In recent days the leaders of Armenia and Azerbaijan have each repeated discredited conspiracy theories regarding massacres carried out by their people against the other, in a grim escalation of the information war between the two sides.
First up was Armenian Prime Minister Nikol Pashinyan, who was confronted by an Azerbaijani (who turned out to be connected to Azerbaijan's security services) while he was speaking on November 20 to the Armenian community in Milan. The man asked Pashinyan "when [he] was going to liberate" the parts of Azerbaijan now occupied by Armenian forces, and said that "the whole world recognized the genocide of Azerbaijanis" in Khojaly.
This referred to the greatest single massacre of the war between Armenians and Azerbaijanis, when Armenian forces killed several hundred Azerbaijanis in the town of Khojaly in 1992.
Pashinyan responded that the mention of Khojaly was "a blatant lie," and said that it was in fact carried out by Azerbaijanis themselves. Pashinyan cited claims by former Azerbaijan president Ayaz Mutalibov, who blamed the Azerbaijani opposition for carrying out the attack in an effort to discredit him. Mutalibov's claims were plainly self-serving, and were not supported by independent investigations. "We place direct responsibility for the civilian deaths with Karabakh Armenian forces," said Human Rights Watch, which carried out a comprehensive investigation into the episode shortly after it happened.
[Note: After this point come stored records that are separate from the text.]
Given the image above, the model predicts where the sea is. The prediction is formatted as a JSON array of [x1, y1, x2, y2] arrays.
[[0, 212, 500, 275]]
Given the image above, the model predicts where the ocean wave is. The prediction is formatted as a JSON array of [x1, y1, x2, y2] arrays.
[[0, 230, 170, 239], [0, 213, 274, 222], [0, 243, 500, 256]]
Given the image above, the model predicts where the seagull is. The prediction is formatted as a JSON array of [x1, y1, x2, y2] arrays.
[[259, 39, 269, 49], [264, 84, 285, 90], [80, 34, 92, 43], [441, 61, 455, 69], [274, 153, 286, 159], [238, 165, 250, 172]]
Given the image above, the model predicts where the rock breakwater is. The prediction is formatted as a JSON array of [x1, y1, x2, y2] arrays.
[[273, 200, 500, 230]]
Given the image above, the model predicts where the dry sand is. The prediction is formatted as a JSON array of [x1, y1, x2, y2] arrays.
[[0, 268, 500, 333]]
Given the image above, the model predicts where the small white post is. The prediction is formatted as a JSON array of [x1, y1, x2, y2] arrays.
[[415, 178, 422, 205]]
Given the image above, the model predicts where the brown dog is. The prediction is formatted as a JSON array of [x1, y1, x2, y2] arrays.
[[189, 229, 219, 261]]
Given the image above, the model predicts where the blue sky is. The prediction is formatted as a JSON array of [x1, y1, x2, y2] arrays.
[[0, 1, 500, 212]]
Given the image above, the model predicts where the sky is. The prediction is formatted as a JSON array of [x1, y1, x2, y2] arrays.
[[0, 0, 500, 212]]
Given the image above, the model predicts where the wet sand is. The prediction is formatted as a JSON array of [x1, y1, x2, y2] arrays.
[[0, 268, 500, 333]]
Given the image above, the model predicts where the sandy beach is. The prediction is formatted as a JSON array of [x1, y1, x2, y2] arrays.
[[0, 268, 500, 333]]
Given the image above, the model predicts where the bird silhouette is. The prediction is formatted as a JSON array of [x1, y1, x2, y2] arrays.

What was perhaps most striking about Pashinyan's comments was that he had the details of the conspiracy theory - that Mutalibov had given his interview to the Russian newspaper Nezavisimaya Gazeta - on the tip of his tongue, in a setting where he surely was not expecting to talk about Khojaly. Also striking: while the Armenian audience enthusiastically applauded many of Pashinyan's comments, they greeted his claims on Khojaly with silence.
More scripted were the remarks by Azerbaijan President Ilham Aliyev, delivered the next day at an event marking the 70th anniversary of the founding of the city of Sumgait. In his speech, he addressed the Sumgait pogroms of 1988, when mobs of Azerbaijanis stalked the streets of the city attacking Armenians, murdering at least several dozen.
Only in Aliyev's telling, it wasn't Azerbaijanis but "Armenian nationalists" who provoked the attacks in an effort to make it appear that Armenians were unsafe in Azerbaijan, thus justifying the then-nascent separatist movement in Nagorno-Karabakh.
"I without reservation declared that the Sumgait events were carried out by Armenian nationalists and Armenian groups," he told the audience. "The Sumgait events were used as to expand the black PR campaign against Azerbaijan, and as a result the Nagorno-Karabakh conflict happened."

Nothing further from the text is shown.